Can You Really Claim Two Rent Controlled Apartments?

In an item that belongs in the “Only in New York” column, the NY Post reports that a caretaker is laying claim to a deceased couple’s $291 per month, three bedroom, rent controlled apartment even though the caretaker resides in a $747 per month rent controlled studio in Gramercy Park.

You can’t blame the caretaker for trying to improve her situation – after all, if she is successful, she could legally rent out extra bedrooms for a tidy profit—but you would think her chances of success were slim. However, the City’s courts have ruled, in certain circumstances, that rent stabilized tenants may lay claim to more than one apartment so, you never know. This is New York City, after all.

                                                    – Jack Freund, Executive Vice President, Rent Stabilization Association 

(Views and opinions expressed are those of the author and do not necessarily reflect the policy or position of the RSA.)

 

Caretaker fights for $291-a-month rent-controlled pad

By LORENA MONGELLI and JENNIFER GOULD KEIL

An East Village woman claims she can take over a $291-per-month rent-controlled three-bedroom apartment because she tended to its two elderly inhabitants for four years — even though she’s not related to them.
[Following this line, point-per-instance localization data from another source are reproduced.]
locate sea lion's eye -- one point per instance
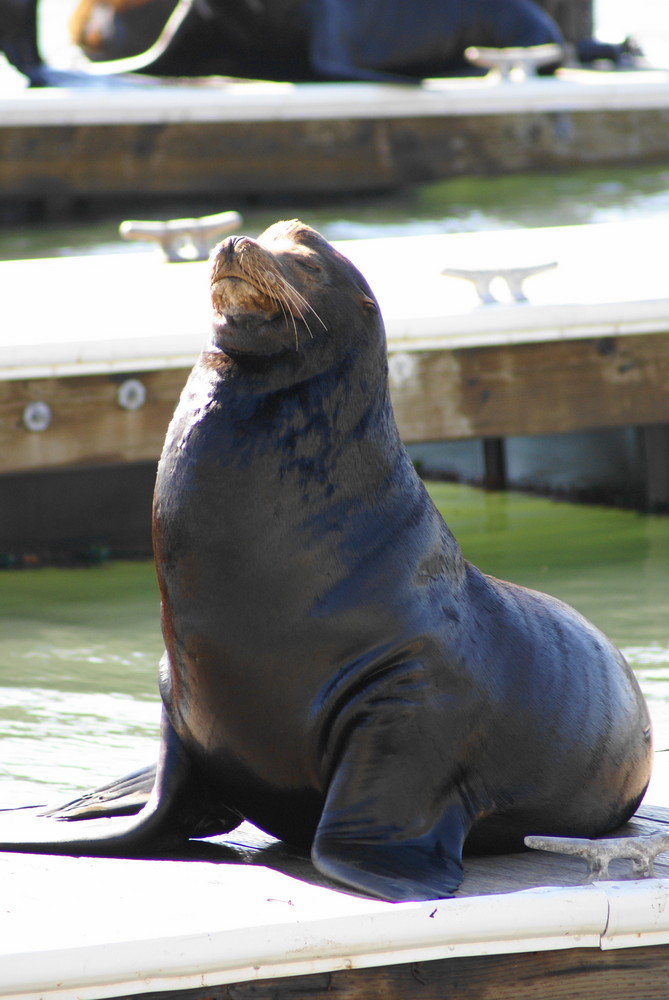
(308, 264)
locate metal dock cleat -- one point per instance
(514, 277)
(598, 854)
(183, 239)
(515, 63)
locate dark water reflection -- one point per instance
(79, 651)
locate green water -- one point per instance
(468, 204)
(78, 658)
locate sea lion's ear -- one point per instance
(367, 302)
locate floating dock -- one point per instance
(238, 139)
(241, 917)
(95, 350)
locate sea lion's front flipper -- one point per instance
(393, 824)
(174, 811)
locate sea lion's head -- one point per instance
(288, 291)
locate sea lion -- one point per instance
(306, 39)
(335, 671)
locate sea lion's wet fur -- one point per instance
(335, 671)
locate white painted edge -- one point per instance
(257, 101)
(486, 326)
(603, 915)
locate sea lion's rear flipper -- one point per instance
(123, 797)
(174, 809)
(390, 826)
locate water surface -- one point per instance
(80, 647)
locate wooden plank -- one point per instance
(589, 974)
(88, 425)
(484, 392)
(235, 159)
(538, 388)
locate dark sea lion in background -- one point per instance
(307, 39)
(335, 671)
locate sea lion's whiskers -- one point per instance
(301, 301)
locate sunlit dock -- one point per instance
(245, 917)
(231, 139)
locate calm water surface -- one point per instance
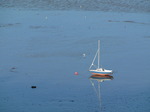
(45, 47)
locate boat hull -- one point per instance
(100, 73)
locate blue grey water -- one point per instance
(42, 44)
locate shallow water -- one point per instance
(44, 49)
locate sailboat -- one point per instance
(99, 70)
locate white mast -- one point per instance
(98, 53)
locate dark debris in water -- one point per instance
(33, 87)
(128, 21)
(37, 27)
(13, 69)
(9, 25)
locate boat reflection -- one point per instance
(95, 82)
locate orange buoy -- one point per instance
(76, 73)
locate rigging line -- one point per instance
(93, 60)
(99, 96)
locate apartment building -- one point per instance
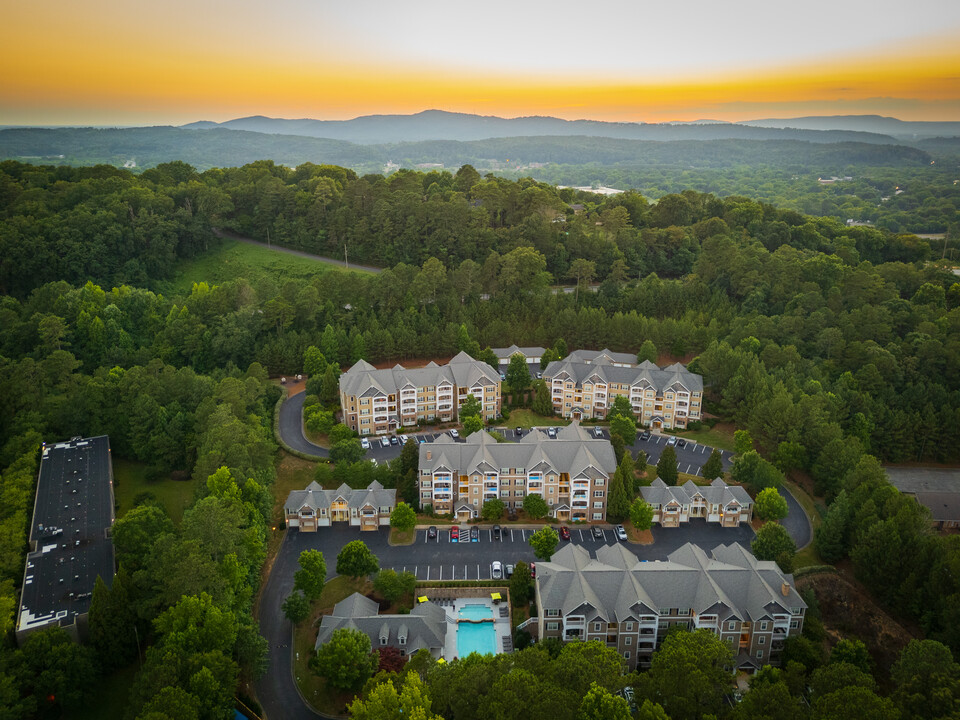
(570, 472)
(585, 384)
(381, 401)
(727, 505)
(315, 507)
(630, 604)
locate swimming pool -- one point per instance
(475, 612)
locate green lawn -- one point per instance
(130, 480)
(528, 419)
(233, 259)
(111, 693)
(719, 436)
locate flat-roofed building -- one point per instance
(631, 605)
(585, 384)
(570, 472)
(70, 541)
(375, 401)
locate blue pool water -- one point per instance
(476, 612)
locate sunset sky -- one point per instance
(112, 62)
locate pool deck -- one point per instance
(501, 624)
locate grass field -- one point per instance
(313, 687)
(234, 259)
(130, 480)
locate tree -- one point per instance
(772, 540)
(618, 499)
(542, 404)
(667, 466)
(770, 505)
(312, 574)
(346, 660)
(535, 506)
(544, 542)
(518, 376)
(521, 587)
(755, 473)
(472, 424)
(356, 560)
(492, 510)
(600, 704)
(689, 675)
(403, 518)
(471, 407)
(641, 514)
(713, 467)
(647, 353)
(296, 607)
(742, 442)
(393, 585)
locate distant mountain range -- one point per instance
(442, 125)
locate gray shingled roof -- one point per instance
(364, 380)
(675, 377)
(314, 496)
(424, 627)
(616, 586)
(574, 451)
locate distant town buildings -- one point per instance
(631, 605)
(381, 401)
(70, 541)
(570, 472)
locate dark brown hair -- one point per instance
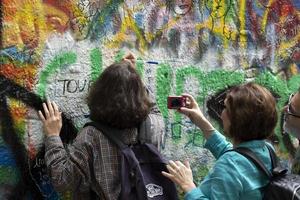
(252, 112)
(118, 97)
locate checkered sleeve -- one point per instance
(68, 169)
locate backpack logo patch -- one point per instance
(154, 190)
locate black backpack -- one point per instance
(282, 186)
(141, 167)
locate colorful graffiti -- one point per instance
(55, 49)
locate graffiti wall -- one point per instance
(55, 49)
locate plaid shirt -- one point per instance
(92, 161)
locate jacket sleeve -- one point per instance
(223, 182)
(68, 168)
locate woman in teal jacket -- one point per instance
(249, 118)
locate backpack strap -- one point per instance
(252, 157)
(112, 134)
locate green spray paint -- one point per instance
(59, 61)
(210, 82)
(163, 87)
(96, 62)
(120, 55)
(140, 66)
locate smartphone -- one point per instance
(175, 102)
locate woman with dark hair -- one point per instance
(249, 118)
(117, 99)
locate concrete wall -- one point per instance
(55, 49)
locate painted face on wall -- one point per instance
(225, 117)
(182, 7)
(292, 116)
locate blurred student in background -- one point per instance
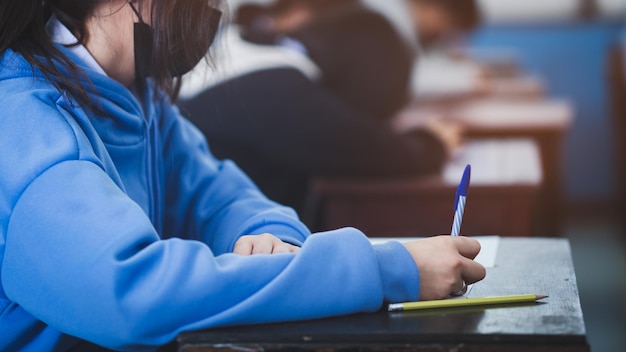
(434, 29)
(309, 94)
(119, 229)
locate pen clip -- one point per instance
(463, 188)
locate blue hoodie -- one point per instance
(119, 229)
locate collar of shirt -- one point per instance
(60, 34)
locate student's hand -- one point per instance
(262, 244)
(445, 264)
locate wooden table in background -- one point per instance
(506, 178)
(545, 121)
(524, 265)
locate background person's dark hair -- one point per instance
(466, 14)
(363, 59)
(22, 29)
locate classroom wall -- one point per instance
(571, 57)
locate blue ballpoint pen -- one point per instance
(459, 201)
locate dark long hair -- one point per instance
(22, 29)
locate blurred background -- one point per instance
(532, 93)
(575, 47)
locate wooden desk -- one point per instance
(506, 175)
(523, 265)
(546, 121)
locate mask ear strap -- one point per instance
(136, 12)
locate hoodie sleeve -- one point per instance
(84, 259)
(202, 193)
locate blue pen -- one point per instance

Now the landlord is trying to boot her.

Margaret Hearn, 48, began living at 345 E. 12th St. in 2008, when she became a full-time caretaker for sisters Margaret and Josephine Ruta, whom she met at church.

Josephine died in March. Margaret died last year.

When Hearn returned from Josephine’s funeral, the apartment was padlocked. Her brother cut the lock, and she has moved in.

Margaret Hearn

Margaret Hearn

“I was emotional. I had just been to a funeral, and I felt I was losing it, and this happened,” Hearn said, adding the landlord “wants to remodel the apartment and charge more.”

Similar pads in the building go for $4,400 in rent.

Hearn — who also keeps a rent-controlled $747-a-month studio in Gramercy Park — says the landlord, 339-347 East 12th Street Investor LLC, filed to evict her in May 2012.

Phillip Wartell, a lawyer for the landlord, did not return calls.